In fact, Brush said a major role played by Wellville has been helping to focus community health priorities around longer term goals that can be addressed by preventive instead of treatment-based solutions.
“It’s really hard when your nose is to the grindstone to be able to step back and do that assessment. Our diagnosis of the problem is that across the board short term thinking has led to suboptimal results,” Brush said.
“A lot of what Wellville is doing is helping communities apply that questioning to understand where short term thinking is leading to the results they’re getting and what kind of work, collaboration, investments can be made that point towards long term shared benefits.”
Wellville has also helped to develop the business case and models to make investing in community health a long-term sustainable strategy.
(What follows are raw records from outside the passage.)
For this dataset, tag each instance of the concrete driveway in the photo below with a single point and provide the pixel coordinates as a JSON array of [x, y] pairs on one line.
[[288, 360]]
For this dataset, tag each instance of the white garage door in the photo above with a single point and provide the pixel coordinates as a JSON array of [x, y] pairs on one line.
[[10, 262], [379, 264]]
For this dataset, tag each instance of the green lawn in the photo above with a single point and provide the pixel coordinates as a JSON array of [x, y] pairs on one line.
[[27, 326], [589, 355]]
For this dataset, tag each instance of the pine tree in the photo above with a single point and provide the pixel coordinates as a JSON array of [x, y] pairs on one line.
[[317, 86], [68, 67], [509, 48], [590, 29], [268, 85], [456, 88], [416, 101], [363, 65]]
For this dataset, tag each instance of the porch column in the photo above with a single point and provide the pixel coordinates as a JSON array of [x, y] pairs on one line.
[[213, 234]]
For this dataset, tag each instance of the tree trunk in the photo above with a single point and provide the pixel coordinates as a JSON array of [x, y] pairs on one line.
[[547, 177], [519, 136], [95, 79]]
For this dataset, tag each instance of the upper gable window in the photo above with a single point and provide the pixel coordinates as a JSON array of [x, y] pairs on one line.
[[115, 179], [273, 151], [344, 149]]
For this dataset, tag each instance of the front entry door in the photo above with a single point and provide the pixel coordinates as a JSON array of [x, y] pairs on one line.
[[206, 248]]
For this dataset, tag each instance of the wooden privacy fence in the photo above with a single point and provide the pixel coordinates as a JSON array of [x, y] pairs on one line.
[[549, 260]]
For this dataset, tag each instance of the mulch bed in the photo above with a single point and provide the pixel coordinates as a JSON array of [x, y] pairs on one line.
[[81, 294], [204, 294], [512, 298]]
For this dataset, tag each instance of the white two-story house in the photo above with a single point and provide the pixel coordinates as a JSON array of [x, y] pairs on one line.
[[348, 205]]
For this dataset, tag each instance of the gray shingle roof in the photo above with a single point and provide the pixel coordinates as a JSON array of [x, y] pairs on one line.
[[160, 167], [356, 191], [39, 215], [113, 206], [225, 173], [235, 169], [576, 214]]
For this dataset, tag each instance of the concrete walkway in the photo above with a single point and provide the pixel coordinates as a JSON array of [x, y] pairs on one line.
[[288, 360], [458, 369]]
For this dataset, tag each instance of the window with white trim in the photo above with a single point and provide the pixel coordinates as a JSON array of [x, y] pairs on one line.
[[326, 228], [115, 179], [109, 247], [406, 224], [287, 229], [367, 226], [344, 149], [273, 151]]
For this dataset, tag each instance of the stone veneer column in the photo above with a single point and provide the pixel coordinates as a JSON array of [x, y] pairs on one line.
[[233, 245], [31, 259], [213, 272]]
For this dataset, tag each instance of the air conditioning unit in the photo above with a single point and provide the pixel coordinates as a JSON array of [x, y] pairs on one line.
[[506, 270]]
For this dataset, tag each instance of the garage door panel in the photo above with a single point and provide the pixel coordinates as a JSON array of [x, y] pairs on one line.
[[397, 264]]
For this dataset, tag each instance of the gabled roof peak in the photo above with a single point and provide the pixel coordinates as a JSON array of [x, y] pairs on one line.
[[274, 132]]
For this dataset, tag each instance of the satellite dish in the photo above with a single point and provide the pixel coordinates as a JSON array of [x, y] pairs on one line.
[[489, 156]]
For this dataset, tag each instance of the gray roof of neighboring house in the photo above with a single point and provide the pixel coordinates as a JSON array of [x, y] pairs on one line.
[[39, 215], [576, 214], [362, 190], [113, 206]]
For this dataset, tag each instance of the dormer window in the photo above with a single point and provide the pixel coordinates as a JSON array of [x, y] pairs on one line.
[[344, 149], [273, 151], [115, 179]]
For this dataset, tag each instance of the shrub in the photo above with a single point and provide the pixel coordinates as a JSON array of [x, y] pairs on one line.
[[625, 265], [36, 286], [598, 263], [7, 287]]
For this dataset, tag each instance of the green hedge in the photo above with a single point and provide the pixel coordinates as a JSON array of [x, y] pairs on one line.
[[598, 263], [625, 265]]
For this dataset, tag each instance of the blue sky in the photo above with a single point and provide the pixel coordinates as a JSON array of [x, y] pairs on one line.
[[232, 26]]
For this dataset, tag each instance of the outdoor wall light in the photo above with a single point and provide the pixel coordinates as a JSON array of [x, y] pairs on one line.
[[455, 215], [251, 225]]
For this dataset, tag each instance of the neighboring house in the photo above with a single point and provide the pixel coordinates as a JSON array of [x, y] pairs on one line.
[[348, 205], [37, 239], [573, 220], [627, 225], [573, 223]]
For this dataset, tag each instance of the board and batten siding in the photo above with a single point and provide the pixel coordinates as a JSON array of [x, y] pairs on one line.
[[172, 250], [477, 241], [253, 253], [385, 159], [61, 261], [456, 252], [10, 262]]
While this means engaging traditional healthcare stakeholders, the organization is diving much deeper into collective investment from a range of partners not limited to health systems and health plans.
One example in the Wellville community of Spartanburg, South Carolina has been Hello Family, a program meant to improve health outcomes for families and children from the prenatal stage to the first five years of life. Interventions range from clinician home visits for at-risk moms to parenting education programs to early learning and kindergarten readiness.
With Wellville’s assistance, Spartanburg is looking to quantify benefits from program to the community at-large, taking into account the local health system, the city itself, the school district and state and federal programs. The goal ultimately is to try and develop a Pay for Success program that engages investment from across these groups.
“This is important because it shows there are methods of investing together in programs that have benefits beyond a single financial stakeholder,” Brush said.
Another instance was the formation of a health industry collaborative in Lake County, California helping to fund new transitional housing centers that act as a bulwark against homelessness and a central point for social and behavioral health services. The centers have led to proven savings in both healthcare and social services costs.
When given a chance to reflect on his own learnings, Brush said he’s gained a much greater appreciation in the role of policy in setting the framework to enable greater change within the community.
Additionally – even as his group looks to drive larger community change – Brush highlighted the role of the individual in being the continual spark plug necessary to push past inertia and skepticism.
“There is something to be said about what an individual is willing to bring. The level of courage and conviction that is necessary to move this work forward, which at almost every turn is pretty challenging,” Brush said.
“As much as I’d like to say that all of the institutions, local governments and neighborhoods are onboard with this work. The truth is that it is still dependent on the individuals leading those groups.”